Rushed release of exam results affects integrity

Education CS Ezekiel Machogu during the release of 2023 KCPE results at Mtihani House in Nairobi on November 23, 2023. [Denish Ochieng, Standard]

The government again rushed to release the 2023 Kenya Certificate of Primary Education (KCPE) results. This means learner outcomes in the exam concluded on November 1 were ready for release within three weeks.

Speaking during the release of the results at New Mitihani House in Nairobi, Education Cabinet Secretary Ezekiel Machogu also announced that Form One placement will be completed in two weeks.

He said this will give parents and guardians adequate time to prepare their children to join Form One next year.

All this appears well-intentioned. However, education experts and stakeholders such as teacher unions have previously warned that it compromises quality and inevitably undermines the integrity of the results. 

It obviously does not allow the Kenya National Examinations Council (Knec) adequate time to standardise and moderate learners’ scores so as to come up with a scientific grading system.

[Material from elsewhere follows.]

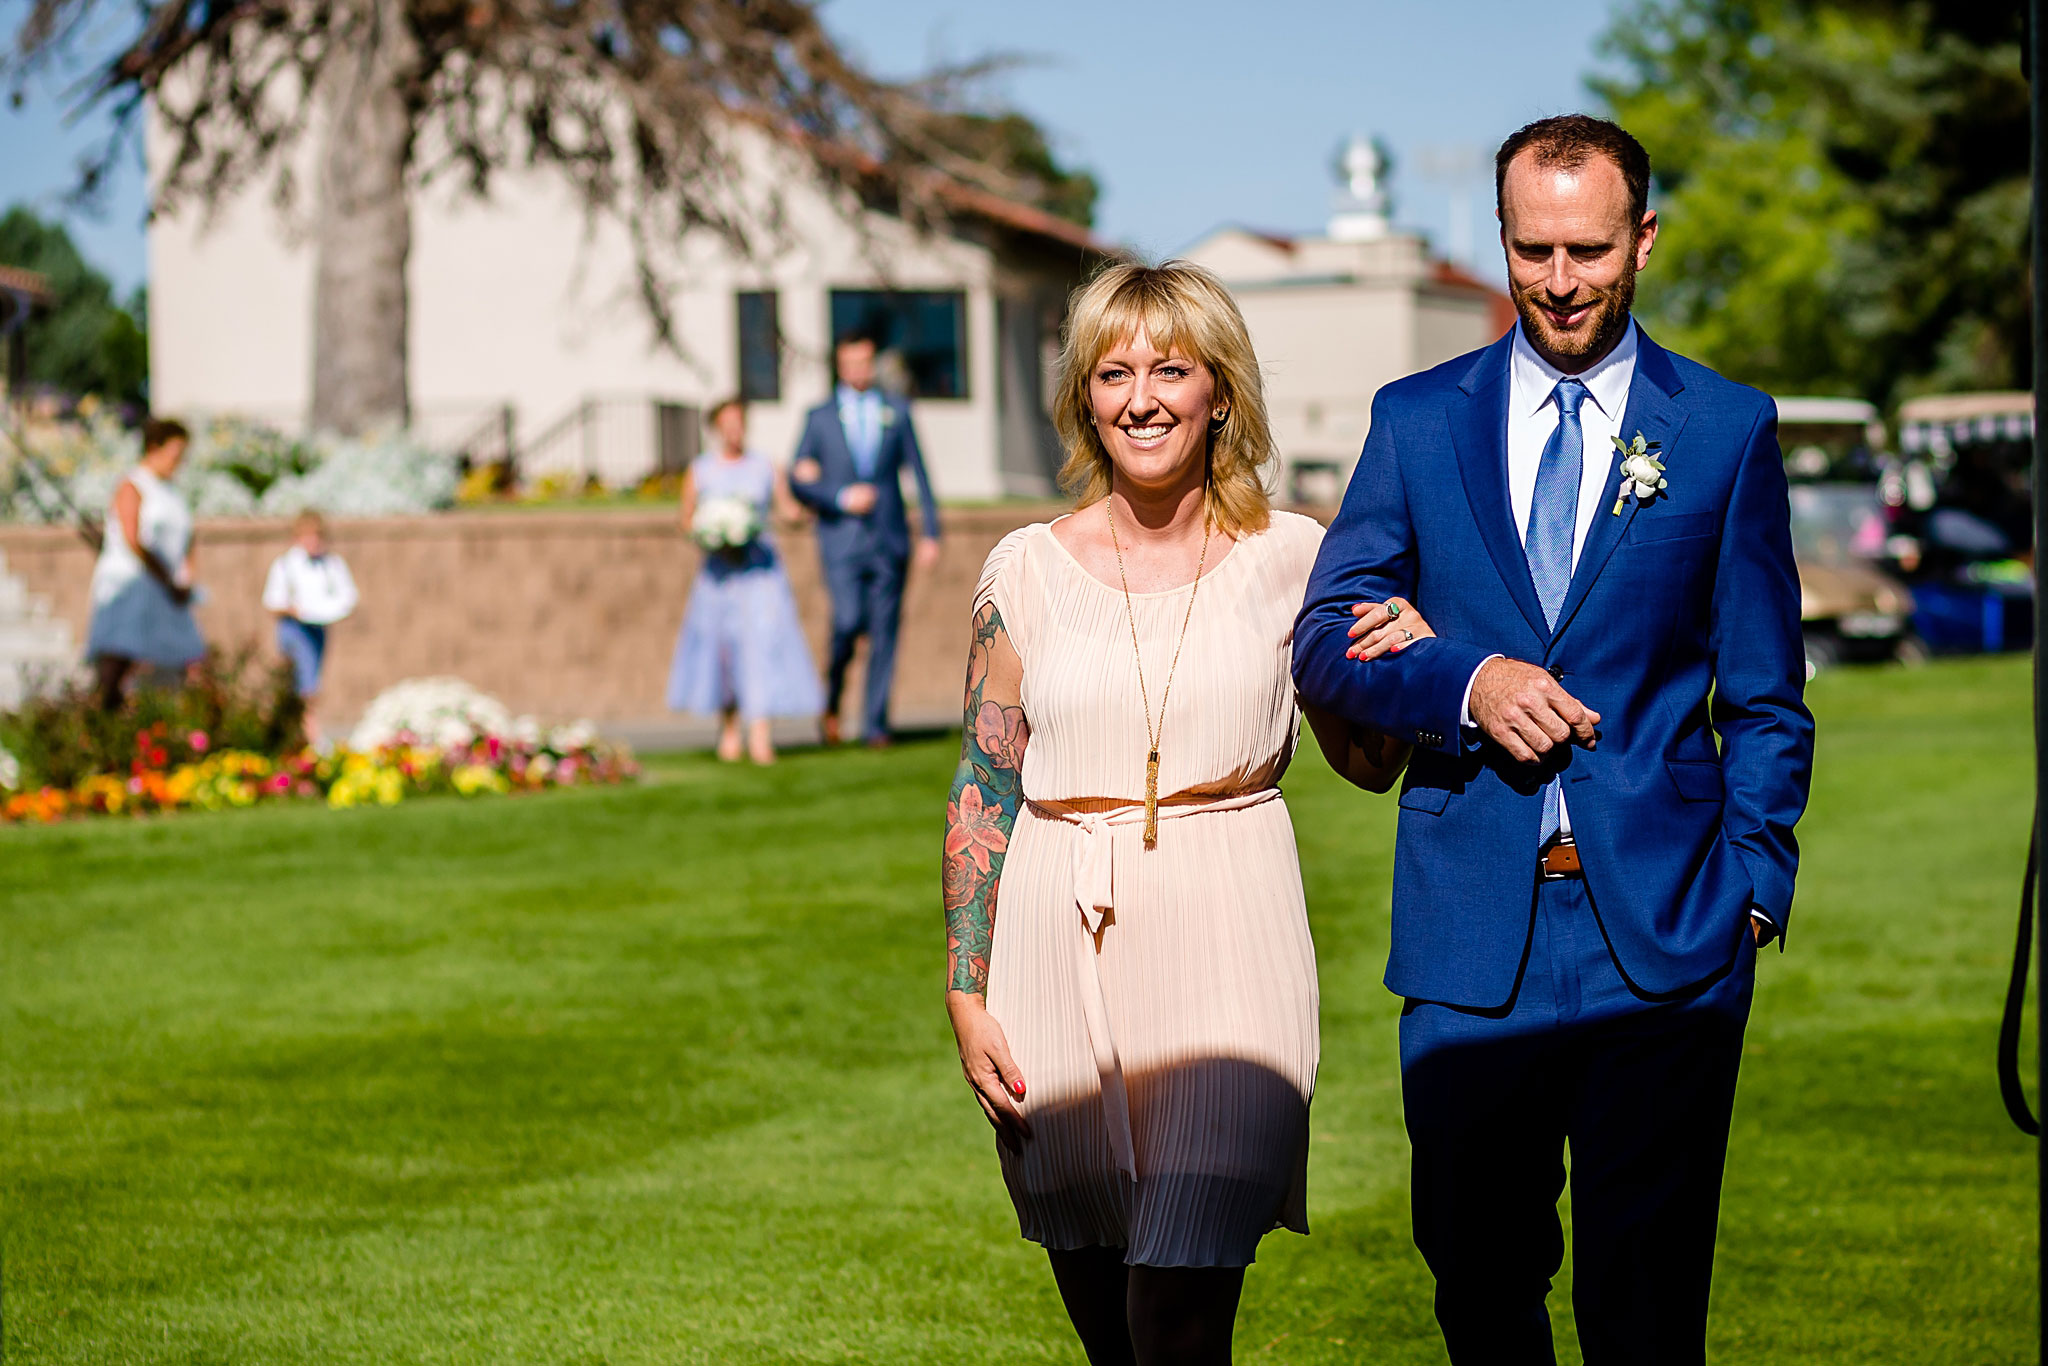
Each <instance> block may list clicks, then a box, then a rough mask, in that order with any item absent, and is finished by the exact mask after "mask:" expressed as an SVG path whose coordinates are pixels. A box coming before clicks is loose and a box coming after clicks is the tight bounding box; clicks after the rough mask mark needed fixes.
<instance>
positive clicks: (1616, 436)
mask: <svg viewBox="0 0 2048 1366" xmlns="http://www.w3.org/2000/svg"><path fill="white" fill-rule="evenodd" d="M1614 449H1616V451H1620V453H1622V487H1618V489H1614V516H1620V514H1622V506H1624V504H1626V502H1628V496H1630V494H1634V496H1636V502H1638V504H1645V502H1649V500H1653V498H1657V496H1659V494H1663V492H1665V489H1667V487H1669V479H1665V477H1663V461H1659V459H1657V451H1661V449H1663V446H1659V444H1657V442H1655V440H1642V432H1636V438H1634V440H1630V442H1622V438H1620V436H1616V438H1614Z"/></svg>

Since the rush to release exam results began in 2016, questions have emerged each year over their authenticity with aggrieved parents and schools challenging them. In 2016, for instance, Star Sheikh Academy in Athi River challenged the results announced by then Education Cabinet Secretary Fred Matiang’i and a Knec review saw some of them corrected.

In the following year, a mass failure in the Kenya Certificate of Secondary Education (KCSE) examination was blamed on the rush to release them.

In that year, nearly three-quarters of the candidates scored a D + and below.  In that exam, only 70,073 candidates achieved the mean grade of C+, the university cut-off point, with 142 candidates getting As.

Matiang’i’s explanation at the time was that the thousands of As realised in previous exams were a result of “massaged” results.

But Kenya Union of Post-Primary Education Teachers (Kuppet) secretary general Akelo Misori and others, differed, instead offering that the mass failure was the result of a lack of a comprehensive audit.

Misori even claimed the release of the results on December 21 barely a month after the conclusion of the exams was finalised even before the marking process was over.  It appears that we are yet to learn lessons from this as the fast-tracked result releases continue unabated.  This year, for instance, some students received results for subjects whose exams they did not sit.

While in 2017, examiners were subjected to military-like conditions at the marking centres, this time they were promptly paid and released, which though welcome, now raises eyebrows.

Though it is believed things will improve with the change of the national examination system, it is still our hope we will not witness the same with the 2023 KCSE exam results.  This is because apart from undermining quality, it also jeopardises the efforts made by learners and teachers.